Frank Bennett unexpectedly shows up, his squadron and others having been recalled to London for some reason. He is surprised to find his former nurse there and under a different name. Hawtrey is forced to reveal that she is loyal to the British. However, Valdar overhears their conversation.

That night, the British cabinet meets in Bennett's home. It is the moment Valdar has been waiting for. He forces Hawtrey at gunpoint down in the cellar, where he has set a bomb to blow the house up under cover of a Zeppelin bombing raid. Hawtrey tells Valdar that she had no choice but to make up a story to allay Frank's suspicions. Convinced when she shows him the award she was given, Valdar finally reveals that he is Strendler.

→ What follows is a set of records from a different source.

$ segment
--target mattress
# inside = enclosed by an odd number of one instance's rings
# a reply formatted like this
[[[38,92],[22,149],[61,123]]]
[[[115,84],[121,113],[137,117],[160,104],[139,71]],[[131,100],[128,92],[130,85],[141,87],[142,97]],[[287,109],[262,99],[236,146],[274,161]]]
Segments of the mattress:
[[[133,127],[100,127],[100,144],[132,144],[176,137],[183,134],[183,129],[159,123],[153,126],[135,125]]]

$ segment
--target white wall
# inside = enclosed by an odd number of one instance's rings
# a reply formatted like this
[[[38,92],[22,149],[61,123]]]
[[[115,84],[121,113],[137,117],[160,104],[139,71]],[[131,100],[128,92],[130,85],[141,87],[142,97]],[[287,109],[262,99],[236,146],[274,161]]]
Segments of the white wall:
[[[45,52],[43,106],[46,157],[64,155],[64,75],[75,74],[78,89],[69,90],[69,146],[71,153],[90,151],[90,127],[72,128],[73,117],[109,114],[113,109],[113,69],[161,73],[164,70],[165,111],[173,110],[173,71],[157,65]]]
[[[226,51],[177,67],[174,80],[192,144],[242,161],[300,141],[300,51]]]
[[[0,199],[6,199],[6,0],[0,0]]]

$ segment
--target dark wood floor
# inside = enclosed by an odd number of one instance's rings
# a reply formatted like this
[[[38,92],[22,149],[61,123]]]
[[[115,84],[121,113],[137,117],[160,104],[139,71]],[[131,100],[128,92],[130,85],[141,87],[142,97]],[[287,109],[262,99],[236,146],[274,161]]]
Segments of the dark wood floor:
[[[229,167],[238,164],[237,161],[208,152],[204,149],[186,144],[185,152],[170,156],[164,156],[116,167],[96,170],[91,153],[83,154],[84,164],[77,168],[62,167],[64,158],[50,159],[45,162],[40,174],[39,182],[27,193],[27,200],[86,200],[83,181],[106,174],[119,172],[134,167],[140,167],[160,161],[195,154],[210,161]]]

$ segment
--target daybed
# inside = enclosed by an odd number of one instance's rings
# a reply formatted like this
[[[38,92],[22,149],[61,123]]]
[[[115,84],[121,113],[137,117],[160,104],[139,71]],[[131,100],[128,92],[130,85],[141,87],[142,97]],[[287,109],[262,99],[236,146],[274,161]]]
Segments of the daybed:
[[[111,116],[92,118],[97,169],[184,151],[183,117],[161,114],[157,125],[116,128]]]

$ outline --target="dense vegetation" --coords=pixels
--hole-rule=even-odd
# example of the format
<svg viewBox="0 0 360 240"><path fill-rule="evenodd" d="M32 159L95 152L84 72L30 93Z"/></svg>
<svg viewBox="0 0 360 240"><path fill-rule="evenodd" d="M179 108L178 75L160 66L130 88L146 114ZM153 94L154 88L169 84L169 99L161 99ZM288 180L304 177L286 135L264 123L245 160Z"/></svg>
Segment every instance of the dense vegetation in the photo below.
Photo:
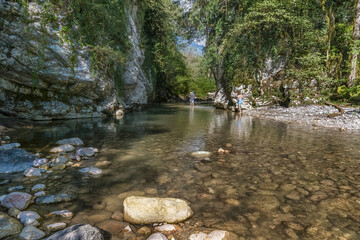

Fortunately, Valdar has been under surveillance. Yeats and his men rush to the cellar door. When Valdar escapes through the coal chute, Hawtrey unlocks the door and informs Yeats about the bomb, revealing that she is a double agent. Valdar rushes to his hideout to transmit the stolen British plans for the spring offensive, pursued by the British, but, ironically, a Zeppelin bombs the location and kills him and his confederates before he can send his information.

==Cast==

- Boris Karloff as Valdar
- Margaret Lindsay as Helene Von Lorbeer
- Bruce Lester as Frank Bennett
- Leonard Mudie as James Yeats
- Holmes Herbert as Arthur Bennett
- Austin Fairman as George Bennett
- William Bailey as British Intelligence agent (uncredited)
- Glen Cavender as Under Officer Pfalz (uncredited)
- Carlos De Valdez as Von Ritter (uncredited)
- Clarence Derwent as Milkman (uncredited)
- Arno Frey as German junior officer (uncredited)
- Lawrence Grant as Brigadier General (uncredited)
- Carl Harbaugh as German soldier (uncredited)
- Winifred Harris as Mrs. Maude Bennett (uncredited)
- Leyland Hodgson as Lord Sudbury (uncredited)
- Stuart Holmes as Luchow, German soldier (uncredited)
- Morton Lowry as Lt. Borden (uncredited)
- Lester Matthews as Henry Thompson (uncredited)
- Frank Mayo as Brixton, intelligence agent (uncredited)
- Paul Panzer as Peasant (uncredited)
- Ferdinand Schumann-Heink as German officer (uncredited)
- Hans Schumm as German senior officer (uncredited)
- Evan Thomas as Maj. Andrews (uncredited)
- Maris Wrixon as Dorothy Bennett (uncredited)

==Production==
Warner Bros. Pictures began principal photography on British Intelligence in mid-March 1939. Morse's remake of Three Faces East "... is clearly one of those cheap and fast quickies the studios - in this instance, Warner - ground out at the onset of war, as the sheerest propaganda." Aerial sequences from the 1930 film The Dawn Patrol were used in the film.

==Reception==
British Intelligence was typical of prewar American propaganda films, similar to other Warner Bros. productions. Some later reviewers saw it as a clumsy attempt to portray German aggression in Europe at the start of World War II. "As a balm to 1940 audiences, the film includes an early comedy scene in which German military protocol is upset by a clumsy corporal (Willy Kaufman) who bears a startling resemblance to a certain Nazi dictator." Other reviewers have been more positive. The Radio Times notes that "this is an intriguing thriller... the wilful obscurity of the storyline is part of its appeal, along with Karloff's sinister geniality."